Cameco Corp is in advanced talks with India to supply uranium for its nuclear plants. A deal to that end is expected be signed during PM Modi’s visit to Canada from April 14-16. The Canadian newspaper The Globe and Mail quoted a source close to the negotiations as saying that the negotiations were at a very advanced stage and were likely to conclude successfully.
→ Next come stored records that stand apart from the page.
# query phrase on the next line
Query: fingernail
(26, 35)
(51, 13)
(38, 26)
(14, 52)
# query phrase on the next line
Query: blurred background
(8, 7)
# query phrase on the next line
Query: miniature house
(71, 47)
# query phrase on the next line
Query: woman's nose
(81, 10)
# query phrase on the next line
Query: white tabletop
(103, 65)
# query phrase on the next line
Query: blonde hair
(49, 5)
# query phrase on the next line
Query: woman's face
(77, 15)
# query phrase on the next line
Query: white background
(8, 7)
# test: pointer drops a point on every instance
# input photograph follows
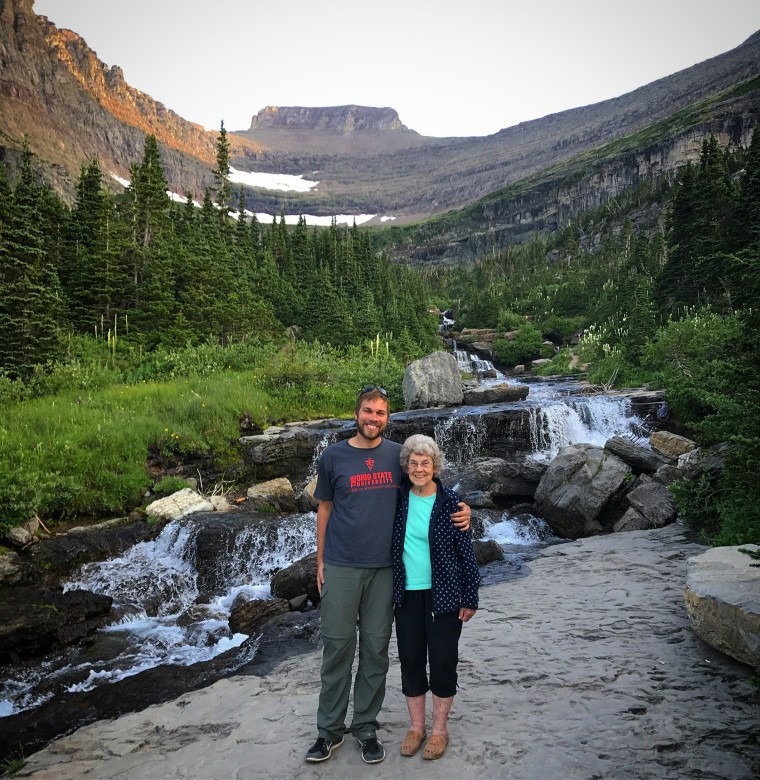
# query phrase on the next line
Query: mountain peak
(336, 120)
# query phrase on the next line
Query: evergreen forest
(137, 332)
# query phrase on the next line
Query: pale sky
(449, 67)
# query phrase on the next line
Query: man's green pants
(350, 594)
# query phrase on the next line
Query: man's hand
(320, 576)
(461, 519)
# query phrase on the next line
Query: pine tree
(222, 174)
(748, 206)
(29, 300)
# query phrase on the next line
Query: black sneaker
(322, 749)
(373, 751)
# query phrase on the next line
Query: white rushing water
(158, 617)
(154, 586)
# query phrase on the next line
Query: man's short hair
(372, 393)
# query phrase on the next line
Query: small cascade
(589, 420)
(460, 438)
(329, 438)
(472, 364)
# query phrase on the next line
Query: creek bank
(586, 668)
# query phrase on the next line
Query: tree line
(141, 267)
(674, 304)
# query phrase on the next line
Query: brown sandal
(435, 747)
(412, 742)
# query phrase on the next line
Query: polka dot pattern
(456, 577)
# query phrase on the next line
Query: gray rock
(495, 394)
(180, 504)
(641, 459)
(486, 552)
(667, 474)
(432, 381)
(18, 537)
(671, 445)
(298, 578)
(277, 493)
(653, 500)
(651, 505)
(579, 492)
(251, 616)
(723, 600)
The source, however, did not say when the negotiations would conclude but said if the deal did not come through during PM Modi’s visit, then India and Canada would reiterate their commitment to Canada-India nuclear cooperation and say, “Cameco is in the middle of negotiations and we expect an announcement in due course.”
PM Modi, currently on a three-nation tour, had said in a Facebook post that he looked “forward to resuming our civil nuclear energy cooperation with Canada, especially for sourcing uranium fuel for our nuclear power plants”.
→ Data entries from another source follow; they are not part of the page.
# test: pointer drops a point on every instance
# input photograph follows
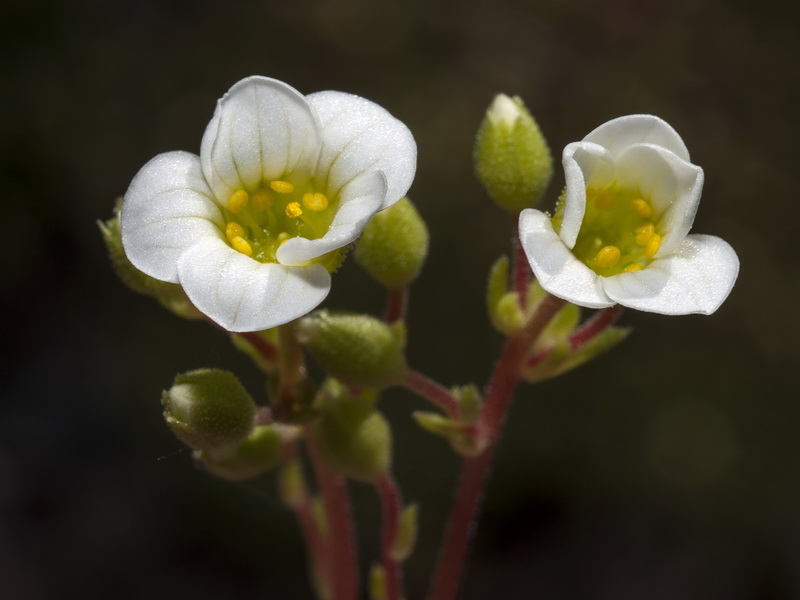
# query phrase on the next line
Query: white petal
(167, 208)
(696, 278)
(360, 136)
(672, 184)
(585, 164)
(360, 200)
(262, 130)
(241, 294)
(618, 134)
(555, 267)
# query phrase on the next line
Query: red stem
(522, 272)
(476, 470)
(430, 390)
(396, 305)
(341, 545)
(391, 504)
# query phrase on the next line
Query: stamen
(606, 200)
(316, 202)
(282, 187)
(652, 246)
(293, 210)
(232, 230)
(237, 201)
(644, 233)
(641, 207)
(608, 257)
(242, 245)
(261, 199)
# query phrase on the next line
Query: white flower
(251, 227)
(620, 234)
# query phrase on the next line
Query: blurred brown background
(666, 470)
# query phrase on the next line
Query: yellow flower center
(618, 233)
(259, 220)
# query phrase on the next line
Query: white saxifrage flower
(620, 235)
(253, 226)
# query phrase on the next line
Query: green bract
(209, 409)
(511, 156)
(394, 245)
(358, 350)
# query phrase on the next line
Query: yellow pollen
(316, 202)
(606, 200)
(237, 201)
(641, 207)
(644, 233)
(652, 246)
(282, 187)
(608, 257)
(232, 230)
(293, 210)
(261, 199)
(242, 245)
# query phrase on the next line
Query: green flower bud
(208, 409)
(360, 351)
(170, 295)
(511, 156)
(394, 245)
(256, 455)
(352, 437)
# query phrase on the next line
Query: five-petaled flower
(253, 226)
(620, 234)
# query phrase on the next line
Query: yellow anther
(293, 210)
(242, 245)
(282, 187)
(237, 201)
(608, 257)
(606, 200)
(316, 202)
(644, 233)
(232, 230)
(652, 246)
(641, 207)
(261, 199)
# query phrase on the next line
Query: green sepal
(512, 159)
(208, 409)
(394, 245)
(560, 358)
(351, 436)
(462, 436)
(170, 295)
(377, 583)
(359, 350)
(406, 536)
(256, 455)
(245, 344)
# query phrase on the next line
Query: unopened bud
(394, 245)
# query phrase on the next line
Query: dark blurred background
(666, 470)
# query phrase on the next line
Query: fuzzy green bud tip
(360, 351)
(250, 458)
(394, 245)
(512, 159)
(209, 409)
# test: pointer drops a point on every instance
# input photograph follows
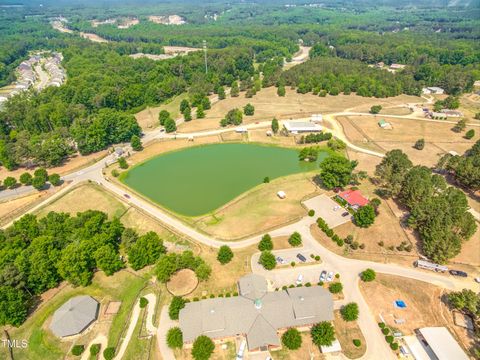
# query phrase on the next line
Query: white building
(295, 127)
(434, 343)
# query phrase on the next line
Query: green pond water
(198, 180)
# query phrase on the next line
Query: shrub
(368, 275)
(295, 239)
(54, 179)
(225, 254)
(335, 288)
(95, 350)
(292, 339)
(143, 302)
(202, 348)
(323, 334)
(349, 312)
(175, 338)
(109, 353)
(267, 260)
(77, 350)
(266, 243)
(176, 305)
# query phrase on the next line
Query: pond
(197, 180)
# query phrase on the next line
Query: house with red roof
(353, 198)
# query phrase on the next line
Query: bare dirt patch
(268, 105)
(260, 209)
(346, 332)
(425, 306)
(182, 282)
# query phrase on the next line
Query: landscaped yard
(424, 308)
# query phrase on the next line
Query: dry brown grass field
(440, 139)
(269, 105)
(260, 209)
(424, 308)
(346, 332)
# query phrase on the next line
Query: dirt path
(100, 339)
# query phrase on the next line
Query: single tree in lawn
(323, 334)
(200, 112)
(163, 116)
(275, 126)
(187, 114)
(202, 348)
(234, 90)
(368, 275)
(175, 338)
(221, 93)
(292, 339)
(349, 312)
(295, 239)
(13, 306)
(170, 125)
(225, 254)
(365, 216)
(375, 109)
(10, 182)
(145, 251)
(26, 179)
(136, 143)
(177, 304)
(267, 260)
(108, 260)
(266, 243)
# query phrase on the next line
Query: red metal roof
(353, 197)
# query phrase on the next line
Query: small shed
(74, 316)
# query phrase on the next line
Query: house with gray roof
(257, 314)
(74, 316)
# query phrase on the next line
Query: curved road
(347, 268)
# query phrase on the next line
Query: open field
(440, 139)
(346, 332)
(269, 105)
(260, 209)
(122, 286)
(424, 308)
(74, 163)
(306, 351)
(148, 118)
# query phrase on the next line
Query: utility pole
(205, 53)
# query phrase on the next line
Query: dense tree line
(438, 212)
(37, 254)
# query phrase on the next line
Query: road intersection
(349, 269)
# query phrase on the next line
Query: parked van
(241, 350)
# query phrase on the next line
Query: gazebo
(74, 316)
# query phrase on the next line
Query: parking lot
(328, 210)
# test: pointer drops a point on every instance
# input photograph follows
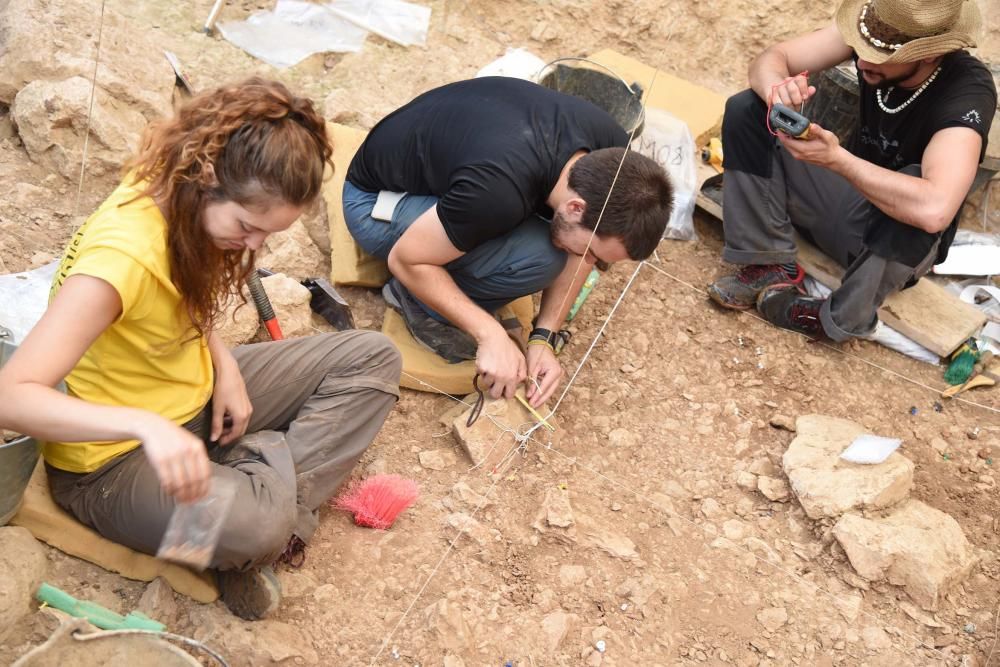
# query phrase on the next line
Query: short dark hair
(640, 204)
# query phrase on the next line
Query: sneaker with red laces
(740, 290)
(784, 306)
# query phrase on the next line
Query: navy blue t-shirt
(491, 149)
(962, 95)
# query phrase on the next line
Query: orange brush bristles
(377, 501)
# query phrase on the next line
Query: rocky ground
(658, 526)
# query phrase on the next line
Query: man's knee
(744, 112)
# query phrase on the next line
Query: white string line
(736, 547)
(90, 112)
(437, 566)
(841, 351)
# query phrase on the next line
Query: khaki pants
(329, 394)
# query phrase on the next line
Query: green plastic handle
(99, 616)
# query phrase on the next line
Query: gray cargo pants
(768, 193)
(328, 393)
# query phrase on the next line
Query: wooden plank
(925, 313)
(699, 107)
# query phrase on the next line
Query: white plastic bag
(24, 298)
(667, 140)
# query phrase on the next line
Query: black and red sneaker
(783, 305)
(739, 291)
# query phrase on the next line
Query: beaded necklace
(916, 93)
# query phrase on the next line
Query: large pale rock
(55, 40)
(916, 546)
(290, 301)
(51, 118)
(826, 485)
(23, 562)
(293, 253)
Saskatchewan Premier Brad Wall is looking forward to the deal being signed as it will not only mean a windfall revenue for Cameco Corp, but will also boost employment in the province.
“It’ll mean tax revenue, it’ll mean job retention, it’ll mean new jobs, if in fact there is an agreement here with India,” Wall said by telephone. “Depending on all the specifics, you’re going to be talking about hundreds of millions of dollars worth of sales over some period of time,” he told Bloomberg News. While the deal would not mean “a big number” for direct provincial revenue, it’s “huge in terms of job creation, job retention,” he said.
India currently meets three percent of its electricity needs through nuclear power, but plans to raise it to 25 percent by 2050. For that, it will require three times as much uranium as it produces to fuel its reactors.
Canada had banned exports of uranium and nuclear hardware to India in the 1970s after New Delhi allegedly used Canadian technology to build a nuclear bomb.
However, the two countries signed the Canada-India Nuclear Cooperation Agreement in 2013, signifying a change of Canada’s stance towards India, from a nuclear pariah to a responsible nuclear power.